“There are twenty-six letters in the English alphabet.” Emily warmed her hands on the coffee mug I had just filled while our cat rubbed against her leg. “Not one letter more,” she insisted.
"What about ç in façade, ï in naïve, ê in crêpe, and é in cliché? I count at least twenty-nine letters. Did my first-grade teacher lie to make English seem easier? And then did all my other teachers perpetuate that deception, a grand conspiracy of educators?" I gazed into my coffee, my eyes losing focus as the cream transformed into the shapes of those morphologic abominations. “I don’t even know where to start with açaí.”
“Those aren’t English letters. They're borrowed from other languages, where they are diacritical marks to help with pronunciation. I'll show you.” Emily tapped her phone to summon an authoritative language website, but I gently rested my hand on hers and shook my head. This was a conversation about philosophy and the integrity of the English language, not an argument to be refereed by Google. She rested the phone screen side up on our kitchen table.
We exchanged smiles and continued our conversation in a civil manner.
“I have enough trouble finding the em dash on my keyboard,” I said. “These characters unnecessarily complicate writing. They’re like a friend who asks if he can stay at your house for a couple of days, but is still there months later.” I narrowed my eyes. “Look, this is how I feel: Either make these marks official English language letters and teach them from the get-go or ban them. The status quo is a linguistic twilight zone that doesn’t do anyone any good.”
“You were taught that plurals are formed by adding an s to words. Then along came mice. Somehow you survived, Bill.” She snapped a crisp carrot stick in half and took a bite. "You'll survive this, too."
I shook my head. “It’s as if these letters snuck into English, like spies crossing the border."
“Maître d’,” Emily offered.
I had forgotten about that horror.
“I don’t even know what purpose that job serves, other than somebody else you need to tip.”
"There's nothing you can do about these marks," Emily said.

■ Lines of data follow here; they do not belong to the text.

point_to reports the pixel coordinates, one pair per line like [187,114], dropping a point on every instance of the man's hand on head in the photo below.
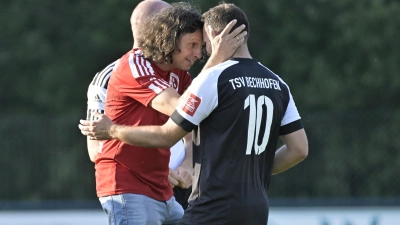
[225,44]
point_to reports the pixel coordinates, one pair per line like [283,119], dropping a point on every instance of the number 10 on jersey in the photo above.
[255,118]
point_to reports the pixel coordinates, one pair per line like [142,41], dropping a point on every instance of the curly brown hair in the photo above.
[162,33]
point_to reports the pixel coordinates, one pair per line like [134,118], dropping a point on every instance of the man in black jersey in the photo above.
[237,110]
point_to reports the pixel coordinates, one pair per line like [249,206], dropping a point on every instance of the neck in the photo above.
[163,66]
[242,52]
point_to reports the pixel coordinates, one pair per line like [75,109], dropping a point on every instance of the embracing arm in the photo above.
[148,136]
[294,151]
[93,149]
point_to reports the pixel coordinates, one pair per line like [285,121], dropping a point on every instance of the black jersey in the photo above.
[240,109]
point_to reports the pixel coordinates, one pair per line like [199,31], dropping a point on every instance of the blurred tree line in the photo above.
[340,58]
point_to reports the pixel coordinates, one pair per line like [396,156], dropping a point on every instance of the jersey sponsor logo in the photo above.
[174,81]
[190,104]
[97,98]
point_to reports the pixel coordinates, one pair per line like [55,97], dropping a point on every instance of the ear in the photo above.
[212,32]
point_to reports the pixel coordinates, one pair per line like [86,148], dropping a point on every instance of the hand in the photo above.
[181,177]
[225,44]
[174,178]
[97,130]
[186,175]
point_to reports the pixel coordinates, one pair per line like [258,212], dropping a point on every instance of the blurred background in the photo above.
[340,58]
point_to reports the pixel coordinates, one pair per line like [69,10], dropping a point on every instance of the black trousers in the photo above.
[182,195]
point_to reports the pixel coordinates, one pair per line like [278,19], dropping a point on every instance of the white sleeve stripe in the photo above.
[102,77]
[139,66]
[161,84]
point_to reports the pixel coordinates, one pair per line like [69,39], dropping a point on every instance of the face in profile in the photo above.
[190,50]
[206,38]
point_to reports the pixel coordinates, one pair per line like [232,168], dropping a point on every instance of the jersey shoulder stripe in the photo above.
[101,78]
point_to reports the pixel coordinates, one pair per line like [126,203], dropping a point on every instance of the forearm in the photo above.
[285,159]
[144,136]
[188,145]
[93,149]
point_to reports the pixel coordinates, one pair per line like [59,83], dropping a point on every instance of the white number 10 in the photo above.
[255,118]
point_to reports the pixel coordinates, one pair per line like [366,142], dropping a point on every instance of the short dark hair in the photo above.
[219,16]
[162,33]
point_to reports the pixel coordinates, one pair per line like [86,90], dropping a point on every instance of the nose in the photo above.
[197,53]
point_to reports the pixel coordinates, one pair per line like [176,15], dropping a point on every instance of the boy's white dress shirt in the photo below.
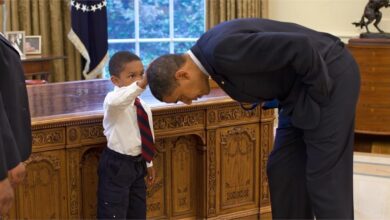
[120,120]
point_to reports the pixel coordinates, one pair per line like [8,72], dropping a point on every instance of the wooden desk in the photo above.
[373,108]
[211,160]
[38,67]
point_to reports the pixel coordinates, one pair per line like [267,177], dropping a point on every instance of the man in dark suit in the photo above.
[316,83]
[15,124]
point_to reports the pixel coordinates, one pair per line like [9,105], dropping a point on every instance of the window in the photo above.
[151,28]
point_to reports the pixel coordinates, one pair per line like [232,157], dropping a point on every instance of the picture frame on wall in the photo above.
[33,44]
[17,40]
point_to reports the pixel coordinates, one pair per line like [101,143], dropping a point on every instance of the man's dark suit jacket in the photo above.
[15,122]
[256,60]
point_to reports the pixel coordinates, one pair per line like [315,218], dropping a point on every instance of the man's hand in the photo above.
[17,174]
[151,178]
[6,197]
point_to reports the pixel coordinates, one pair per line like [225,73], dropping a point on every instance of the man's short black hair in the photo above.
[161,74]
[118,60]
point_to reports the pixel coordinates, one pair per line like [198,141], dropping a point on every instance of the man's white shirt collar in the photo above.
[196,61]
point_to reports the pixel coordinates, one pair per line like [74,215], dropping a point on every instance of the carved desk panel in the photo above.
[211,160]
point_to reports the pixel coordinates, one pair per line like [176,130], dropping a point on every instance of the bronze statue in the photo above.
[371,13]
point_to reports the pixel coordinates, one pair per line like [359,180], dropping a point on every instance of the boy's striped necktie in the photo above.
[147,142]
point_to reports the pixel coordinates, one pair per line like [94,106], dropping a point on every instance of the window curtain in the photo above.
[51,20]
[224,10]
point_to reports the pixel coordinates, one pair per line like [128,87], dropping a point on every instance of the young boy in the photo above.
[122,166]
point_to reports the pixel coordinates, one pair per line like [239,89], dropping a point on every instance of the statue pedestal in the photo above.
[375,35]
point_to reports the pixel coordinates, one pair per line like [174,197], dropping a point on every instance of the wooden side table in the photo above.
[38,67]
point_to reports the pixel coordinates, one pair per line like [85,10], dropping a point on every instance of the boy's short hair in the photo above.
[117,61]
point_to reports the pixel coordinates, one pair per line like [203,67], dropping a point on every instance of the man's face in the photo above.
[191,86]
[132,71]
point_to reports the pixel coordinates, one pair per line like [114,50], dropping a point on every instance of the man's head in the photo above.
[175,77]
[125,68]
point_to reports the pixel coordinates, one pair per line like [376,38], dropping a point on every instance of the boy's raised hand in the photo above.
[151,178]
[143,82]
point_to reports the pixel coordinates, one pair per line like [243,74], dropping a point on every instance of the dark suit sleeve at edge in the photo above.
[272,51]
[9,153]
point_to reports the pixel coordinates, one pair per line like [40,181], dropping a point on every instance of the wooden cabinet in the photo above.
[373,109]
[38,67]
[211,158]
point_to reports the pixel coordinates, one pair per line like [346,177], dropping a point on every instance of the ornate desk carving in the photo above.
[373,109]
[211,161]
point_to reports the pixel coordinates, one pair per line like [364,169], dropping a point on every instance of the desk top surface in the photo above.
[85,98]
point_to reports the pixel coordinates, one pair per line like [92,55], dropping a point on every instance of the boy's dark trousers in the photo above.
[121,187]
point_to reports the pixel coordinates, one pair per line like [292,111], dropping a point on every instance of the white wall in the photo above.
[332,16]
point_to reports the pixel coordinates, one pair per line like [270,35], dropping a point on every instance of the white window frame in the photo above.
[137,40]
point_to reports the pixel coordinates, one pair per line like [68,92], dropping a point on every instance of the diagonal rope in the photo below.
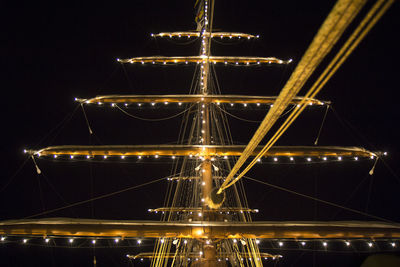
[160,119]
[95,198]
[369,21]
[319,200]
[329,33]
[322,125]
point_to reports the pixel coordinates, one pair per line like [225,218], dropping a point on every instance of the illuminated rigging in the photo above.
[206,212]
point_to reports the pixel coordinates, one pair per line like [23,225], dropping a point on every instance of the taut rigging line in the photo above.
[352,42]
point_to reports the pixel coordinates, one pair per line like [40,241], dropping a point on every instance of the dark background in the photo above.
[52,53]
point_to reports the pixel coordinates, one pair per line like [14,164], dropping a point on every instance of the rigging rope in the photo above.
[236,117]
[246,120]
[333,27]
[146,119]
[95,198]
[322,125]
[319,200]
[86,119]
[371,18]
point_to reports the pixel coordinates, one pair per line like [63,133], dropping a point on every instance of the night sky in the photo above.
[54,53]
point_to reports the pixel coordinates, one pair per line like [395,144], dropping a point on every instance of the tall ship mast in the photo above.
[206,219]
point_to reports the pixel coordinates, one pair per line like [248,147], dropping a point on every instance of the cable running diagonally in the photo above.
[339,59]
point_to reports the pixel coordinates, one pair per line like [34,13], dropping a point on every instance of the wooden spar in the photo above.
[216,99]
[201,229]
[201,150]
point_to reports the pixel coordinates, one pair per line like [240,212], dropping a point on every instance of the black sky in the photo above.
[54,53]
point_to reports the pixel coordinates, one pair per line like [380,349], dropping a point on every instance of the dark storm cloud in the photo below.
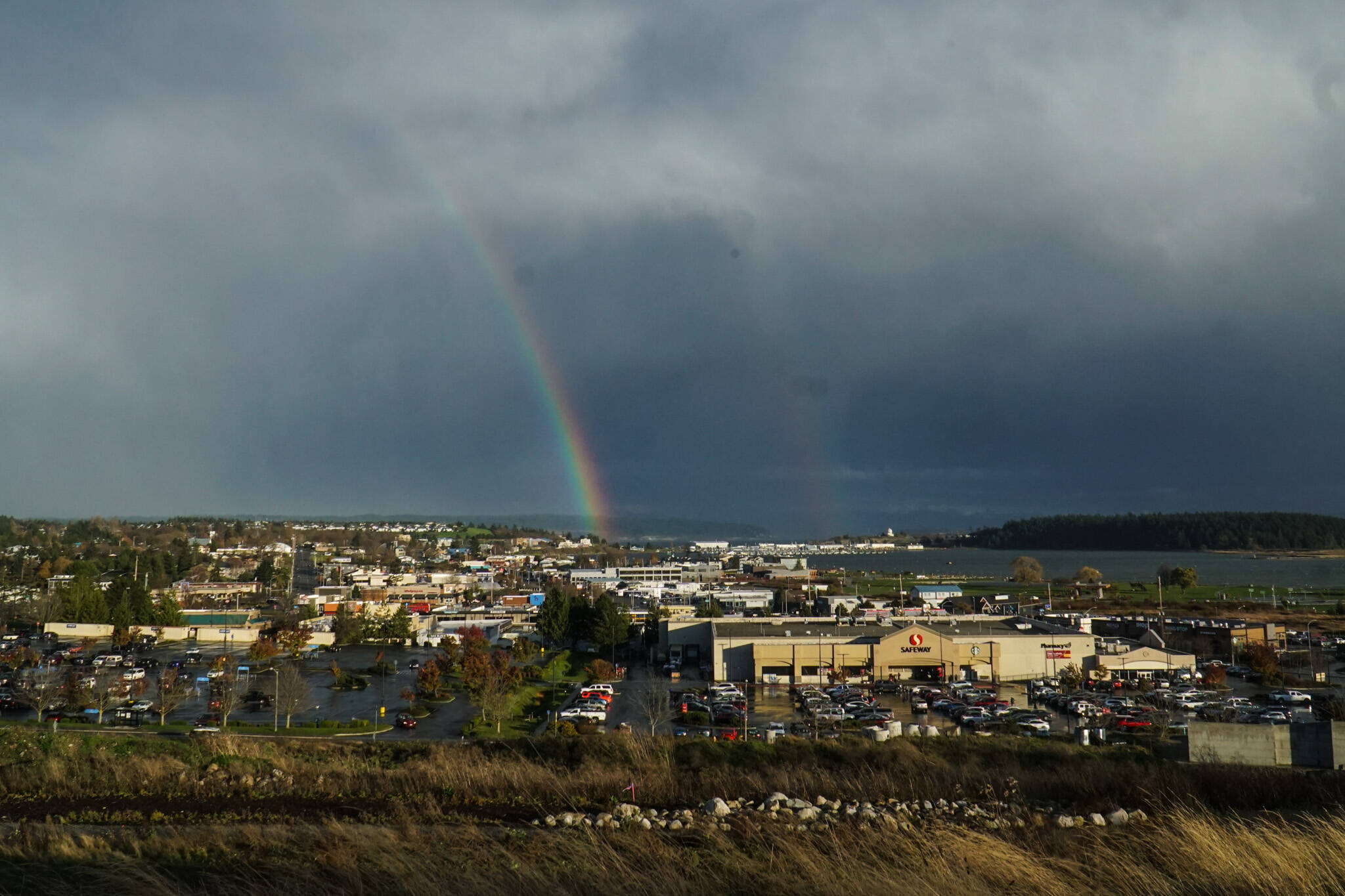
[845,265]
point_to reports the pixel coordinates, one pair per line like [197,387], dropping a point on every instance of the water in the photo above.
[1232,570]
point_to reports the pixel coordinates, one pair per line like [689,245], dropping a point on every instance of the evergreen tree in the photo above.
[609,625]
[553,620]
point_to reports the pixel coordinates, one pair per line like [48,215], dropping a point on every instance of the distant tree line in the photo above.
[1214,531]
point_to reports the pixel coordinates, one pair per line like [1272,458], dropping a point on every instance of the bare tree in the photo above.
[292,691]
[106,691]
[173,692]
[654,703]
[38,688]
[228,696]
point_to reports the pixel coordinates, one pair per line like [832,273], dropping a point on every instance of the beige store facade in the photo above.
[808,651]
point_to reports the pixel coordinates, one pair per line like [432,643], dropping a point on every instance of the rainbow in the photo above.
[581,471]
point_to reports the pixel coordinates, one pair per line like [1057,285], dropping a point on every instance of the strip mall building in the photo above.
[805,651]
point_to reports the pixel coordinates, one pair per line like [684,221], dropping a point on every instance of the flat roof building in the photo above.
[814,651]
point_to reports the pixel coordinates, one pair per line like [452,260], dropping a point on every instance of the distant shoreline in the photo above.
[1286,554]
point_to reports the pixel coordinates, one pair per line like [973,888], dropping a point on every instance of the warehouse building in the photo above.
[814,651]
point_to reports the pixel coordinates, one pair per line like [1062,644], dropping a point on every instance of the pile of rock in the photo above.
[822,813]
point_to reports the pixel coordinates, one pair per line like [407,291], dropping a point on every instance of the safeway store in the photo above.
[801,651]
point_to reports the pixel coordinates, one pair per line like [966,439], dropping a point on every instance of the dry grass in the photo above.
[1185,853]
[585,774]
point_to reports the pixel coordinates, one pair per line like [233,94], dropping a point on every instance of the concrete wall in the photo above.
[1241,744]
[1310,744]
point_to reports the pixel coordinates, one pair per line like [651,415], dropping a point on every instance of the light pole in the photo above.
[275,702]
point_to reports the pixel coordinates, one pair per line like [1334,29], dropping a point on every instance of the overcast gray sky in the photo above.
[820,267]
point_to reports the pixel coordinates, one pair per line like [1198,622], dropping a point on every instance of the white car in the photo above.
[1290,696]
[1033,729]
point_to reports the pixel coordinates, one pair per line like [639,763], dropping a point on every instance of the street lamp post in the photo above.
[275,703]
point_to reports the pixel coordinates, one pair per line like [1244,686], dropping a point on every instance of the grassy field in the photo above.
[241,816]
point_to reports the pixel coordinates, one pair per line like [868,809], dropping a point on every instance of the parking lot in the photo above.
[323,702]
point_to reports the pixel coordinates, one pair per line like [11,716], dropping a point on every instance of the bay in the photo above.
[1234,570]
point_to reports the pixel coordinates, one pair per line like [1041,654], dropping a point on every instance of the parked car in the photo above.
[1133,723]
[1033,727]
[585,714]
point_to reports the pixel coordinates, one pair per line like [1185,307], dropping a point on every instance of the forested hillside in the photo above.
[1212,531]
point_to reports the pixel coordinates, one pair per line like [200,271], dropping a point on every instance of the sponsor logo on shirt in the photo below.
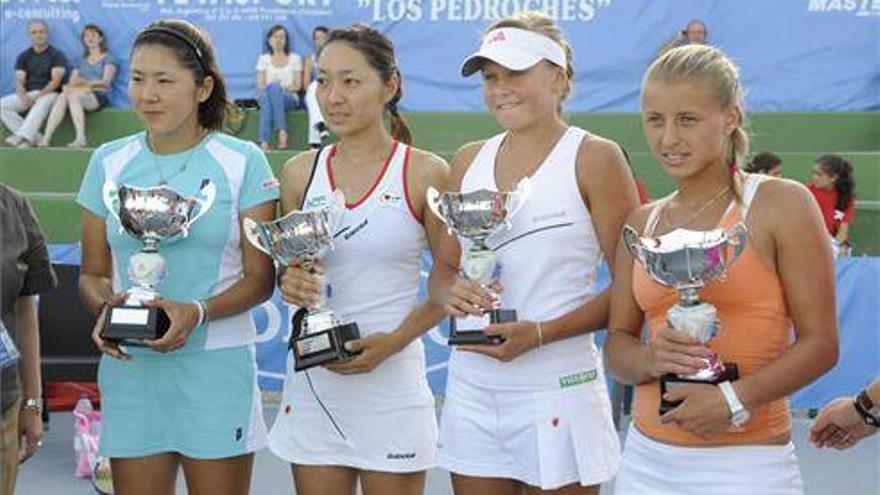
[316,202]
[271,183]
[578,378]
[401,456]
[549,216]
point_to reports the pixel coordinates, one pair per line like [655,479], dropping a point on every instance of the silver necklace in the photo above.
[163,181]
[694,215]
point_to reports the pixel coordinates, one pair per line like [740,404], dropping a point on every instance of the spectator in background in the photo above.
[834,187]
[765,163]
[88,89]
[695,32]
[25,271]
[279,79]
[38,74]
[640,186]
[317,129]
[190,398]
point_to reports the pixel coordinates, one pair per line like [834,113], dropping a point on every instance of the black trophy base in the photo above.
[467,331]
[669,381]
[323,347]
[131,325]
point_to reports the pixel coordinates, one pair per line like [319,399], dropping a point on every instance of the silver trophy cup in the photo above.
[301,237]
[475,216]
[150,215]
[687,260]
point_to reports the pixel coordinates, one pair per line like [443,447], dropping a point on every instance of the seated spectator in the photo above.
[765,163]
[38,74]
[279,79]
[695,32]
[834,187]
[317,129]
[88,89]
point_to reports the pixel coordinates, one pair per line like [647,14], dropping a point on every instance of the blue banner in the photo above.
[795,55]
[858,283]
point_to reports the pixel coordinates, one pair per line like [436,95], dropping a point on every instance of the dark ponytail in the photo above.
[763,163]
[844,182]
[194,50]
[379,52]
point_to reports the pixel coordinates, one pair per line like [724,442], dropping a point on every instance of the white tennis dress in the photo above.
[382,420]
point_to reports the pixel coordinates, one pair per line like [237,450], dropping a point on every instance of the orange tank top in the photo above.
[755,330]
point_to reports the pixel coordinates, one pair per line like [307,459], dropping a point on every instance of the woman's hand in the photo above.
[672,351]
[703,412]
[106,347]
[373,349]
[30,426]
[519,337]
[184,318]
[302,287]
[467,297]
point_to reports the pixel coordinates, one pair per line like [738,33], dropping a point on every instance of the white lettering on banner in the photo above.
[861,8]
[63,10]
[235,10]
[479,10]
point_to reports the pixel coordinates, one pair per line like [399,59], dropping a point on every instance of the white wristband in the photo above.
[203,312]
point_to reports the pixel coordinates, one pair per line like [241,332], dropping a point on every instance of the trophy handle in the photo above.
[110,194]
[630,238]
[518,197]
[738,237]
[252,232]
[209,191]
[432,196]
[334,212]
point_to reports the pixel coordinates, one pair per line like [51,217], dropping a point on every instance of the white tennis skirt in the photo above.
[383,420]
[654,468]
[547,437]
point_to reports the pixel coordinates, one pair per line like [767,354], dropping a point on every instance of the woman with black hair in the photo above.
[834,187]
[189,398]
[279,80]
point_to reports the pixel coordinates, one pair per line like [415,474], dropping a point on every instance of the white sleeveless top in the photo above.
[373,269]
[549,259]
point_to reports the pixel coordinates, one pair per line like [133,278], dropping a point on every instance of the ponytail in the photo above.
[844,182]
[399,128]
[739,149]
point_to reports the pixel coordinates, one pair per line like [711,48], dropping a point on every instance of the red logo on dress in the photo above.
[499,36]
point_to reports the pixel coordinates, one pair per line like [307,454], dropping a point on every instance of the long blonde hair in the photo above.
[710,66]
[537,22]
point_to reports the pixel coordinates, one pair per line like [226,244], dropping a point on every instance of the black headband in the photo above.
[179,36]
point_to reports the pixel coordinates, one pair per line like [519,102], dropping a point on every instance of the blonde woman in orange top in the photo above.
[776,306]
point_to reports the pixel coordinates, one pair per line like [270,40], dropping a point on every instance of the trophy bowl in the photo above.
[475,215]
[150,215]
[687,260]
[318,336]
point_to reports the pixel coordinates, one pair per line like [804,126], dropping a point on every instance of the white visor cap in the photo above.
[515,49]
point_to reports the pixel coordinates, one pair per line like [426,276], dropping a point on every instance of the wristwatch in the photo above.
[36,404]
[738,413]
[866,408]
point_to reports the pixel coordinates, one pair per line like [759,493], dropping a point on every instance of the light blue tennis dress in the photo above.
[201,400]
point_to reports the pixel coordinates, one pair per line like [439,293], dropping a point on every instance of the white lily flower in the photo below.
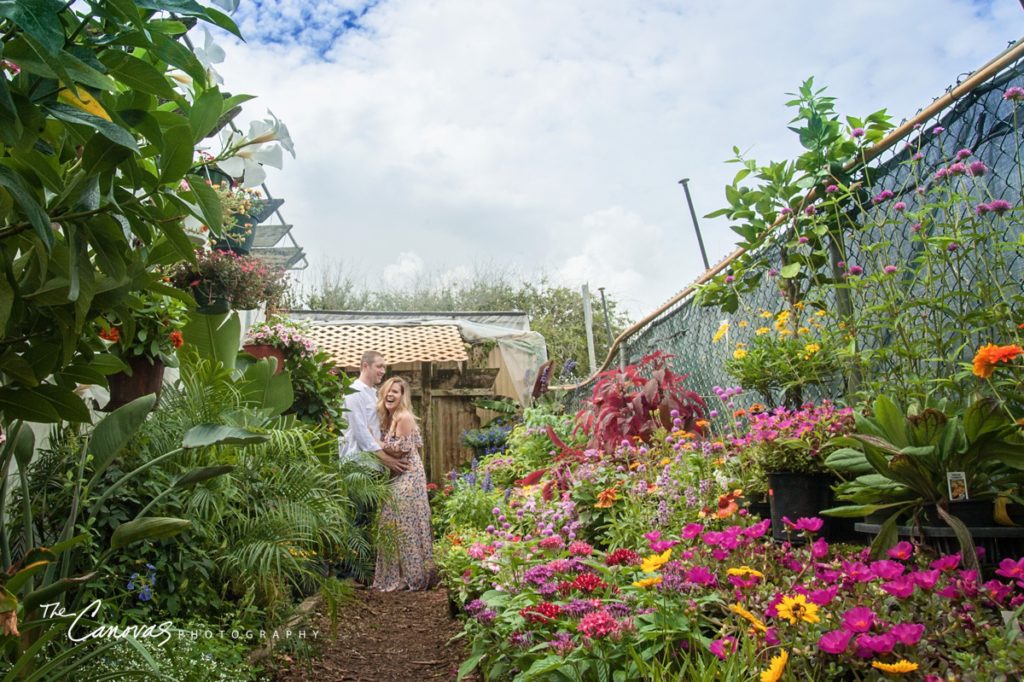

"So, you're saying that these are simultaneously letters and not letters."
Emily folded her arms in front of her and harrumphed.
"I'm changing my name to Bĭll."
"You are not."
If we banned those marks in the English language, it could be a slippery slope to straight up banning letters. Do we really need “x”? Xiphoid can be Ziphoid, xenomorphic can be zenomorphic, xanthosis can be zanthosis. Just replace “x” with “z”. Unless it’s a word like x-ray, which can just be spelled “eks-ray”
Funny; a post about the English language that starts with a dangling modifier in the first paragraph. I thought it was deliberate at first!